The companies seeking to avoid such oversight frequently claim that regulation hurts innovation and investment. They are correct—except that they are referencing old-style industrial micromanagement rather than a new form of oversight for a new era. The 21st-century regulatory model must be one of protecting the public interest while promoting the expansion of innovative advancements.   

In place of top-down regulatory micromanagement of old utility-style regulation, the AI era requires agile risk management. This means replacing utility-style regulatory mandates with a new oversight model that focuses on competitive market outcomes using risk-based and agile oversight of expectations, not the regulatory dictation of management practices.    

In this regard, Judge Mehta’s decision was directionally on course for as far as he thought the law would let him go. His effort was to fundamentally alter competitive market dynamics by addressing the behavior of the dominant company regarding its control of an asset necessary for rivals to compete.

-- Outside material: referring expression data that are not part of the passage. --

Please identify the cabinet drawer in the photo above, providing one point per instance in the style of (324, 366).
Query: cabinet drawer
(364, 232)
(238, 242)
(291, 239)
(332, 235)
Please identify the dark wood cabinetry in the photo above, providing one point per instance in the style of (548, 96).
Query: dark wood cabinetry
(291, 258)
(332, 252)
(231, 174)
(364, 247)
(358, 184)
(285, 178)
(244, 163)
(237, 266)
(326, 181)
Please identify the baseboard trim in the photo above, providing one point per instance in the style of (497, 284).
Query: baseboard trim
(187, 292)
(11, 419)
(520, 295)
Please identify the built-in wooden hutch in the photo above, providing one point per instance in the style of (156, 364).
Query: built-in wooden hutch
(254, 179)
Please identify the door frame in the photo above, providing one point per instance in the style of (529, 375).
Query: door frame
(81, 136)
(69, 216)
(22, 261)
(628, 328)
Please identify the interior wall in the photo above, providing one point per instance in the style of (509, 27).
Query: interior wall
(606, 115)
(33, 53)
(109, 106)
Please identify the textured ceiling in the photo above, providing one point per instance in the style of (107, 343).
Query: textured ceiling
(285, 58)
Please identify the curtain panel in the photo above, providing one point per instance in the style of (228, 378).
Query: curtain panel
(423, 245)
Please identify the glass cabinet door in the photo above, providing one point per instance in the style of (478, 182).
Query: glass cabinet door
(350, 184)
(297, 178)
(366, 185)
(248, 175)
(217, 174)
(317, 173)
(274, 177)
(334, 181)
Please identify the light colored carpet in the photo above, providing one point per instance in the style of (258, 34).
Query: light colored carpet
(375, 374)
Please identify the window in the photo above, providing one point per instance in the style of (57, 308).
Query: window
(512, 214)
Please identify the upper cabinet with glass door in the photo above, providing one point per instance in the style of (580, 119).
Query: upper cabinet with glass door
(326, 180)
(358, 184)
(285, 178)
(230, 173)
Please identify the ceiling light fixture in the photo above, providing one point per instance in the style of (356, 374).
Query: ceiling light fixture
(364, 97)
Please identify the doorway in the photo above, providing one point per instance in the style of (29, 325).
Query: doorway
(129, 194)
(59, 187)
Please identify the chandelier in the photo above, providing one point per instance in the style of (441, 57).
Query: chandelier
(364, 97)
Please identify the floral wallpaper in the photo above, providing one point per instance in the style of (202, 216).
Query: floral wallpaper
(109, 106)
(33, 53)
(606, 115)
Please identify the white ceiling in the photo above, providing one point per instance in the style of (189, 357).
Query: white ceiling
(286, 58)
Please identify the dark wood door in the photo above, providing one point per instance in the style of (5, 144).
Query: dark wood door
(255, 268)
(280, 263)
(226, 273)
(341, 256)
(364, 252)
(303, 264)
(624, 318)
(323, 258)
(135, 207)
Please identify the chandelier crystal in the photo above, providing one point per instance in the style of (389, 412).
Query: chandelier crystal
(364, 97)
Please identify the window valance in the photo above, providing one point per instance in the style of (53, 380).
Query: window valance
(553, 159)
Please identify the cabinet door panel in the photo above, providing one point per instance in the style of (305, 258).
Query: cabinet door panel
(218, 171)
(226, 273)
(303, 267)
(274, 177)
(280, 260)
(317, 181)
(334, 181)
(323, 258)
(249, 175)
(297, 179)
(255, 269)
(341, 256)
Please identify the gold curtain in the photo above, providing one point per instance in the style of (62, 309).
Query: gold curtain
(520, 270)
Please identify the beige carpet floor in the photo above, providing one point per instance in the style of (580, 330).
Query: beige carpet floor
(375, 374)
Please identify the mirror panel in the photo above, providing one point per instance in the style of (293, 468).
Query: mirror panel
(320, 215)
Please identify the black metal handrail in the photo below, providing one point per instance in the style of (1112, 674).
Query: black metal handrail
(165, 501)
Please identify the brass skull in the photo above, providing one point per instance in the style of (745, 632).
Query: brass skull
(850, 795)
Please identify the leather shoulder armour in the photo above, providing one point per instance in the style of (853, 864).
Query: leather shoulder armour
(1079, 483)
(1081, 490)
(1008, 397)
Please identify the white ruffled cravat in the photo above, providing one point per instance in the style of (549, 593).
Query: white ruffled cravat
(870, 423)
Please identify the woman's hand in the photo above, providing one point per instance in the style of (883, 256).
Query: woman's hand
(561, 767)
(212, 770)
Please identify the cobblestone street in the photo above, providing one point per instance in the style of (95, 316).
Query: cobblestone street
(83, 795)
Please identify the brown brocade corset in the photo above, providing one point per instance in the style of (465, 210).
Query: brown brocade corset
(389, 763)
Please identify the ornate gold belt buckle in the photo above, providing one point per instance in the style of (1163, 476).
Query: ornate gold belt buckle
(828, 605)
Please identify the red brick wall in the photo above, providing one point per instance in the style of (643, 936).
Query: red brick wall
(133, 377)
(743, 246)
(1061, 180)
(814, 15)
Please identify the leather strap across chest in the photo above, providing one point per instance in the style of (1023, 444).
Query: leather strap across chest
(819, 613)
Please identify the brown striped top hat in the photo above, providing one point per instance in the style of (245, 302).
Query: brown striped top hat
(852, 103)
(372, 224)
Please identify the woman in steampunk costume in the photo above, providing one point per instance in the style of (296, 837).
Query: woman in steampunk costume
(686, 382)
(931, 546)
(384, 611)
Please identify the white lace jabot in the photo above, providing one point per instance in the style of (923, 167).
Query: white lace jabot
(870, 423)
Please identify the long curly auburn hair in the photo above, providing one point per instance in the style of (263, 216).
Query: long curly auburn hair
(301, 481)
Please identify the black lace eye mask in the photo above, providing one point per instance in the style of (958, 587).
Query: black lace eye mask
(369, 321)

But addressing a behavior from 2020 by embracing something that didn’t exist at the time begs the question as to a going-forward solution for protecting that forecasted AI competition.   

The court did very little to assure that GenAI would itself remain a competitive marketplace capable of providing its hoped-for solution.   

What is needed for there to be a competitive AI marketplace is a similar—but forward-looking—behavior-oriented set of expectations for the essential assets of AI. The data that populates LLMs is, of course, one of those assets—but the ruling does little to overcome the control of this essential asset by the dominant AI companies. So is access to another essential AI input: computing power. It is no accident that the Big AI companies, such as Google, Microsoft, and Amazon, are also the three largest cloud computing platforms.   

Perhaps Judge Mehta’s decision will fundamentally alter the competitive landscape for search. For it to be successful, however, requires there to be a competitive GenAI marketplace. For that market to exist requires a forward-looking policy establishing the expectation of open and fair access to the inputs necessary for AI innovation and diffusion. To ensure that the court’s decision will not just kick the competition can down the road requires acting today to establish policy that protects AI competition going forward.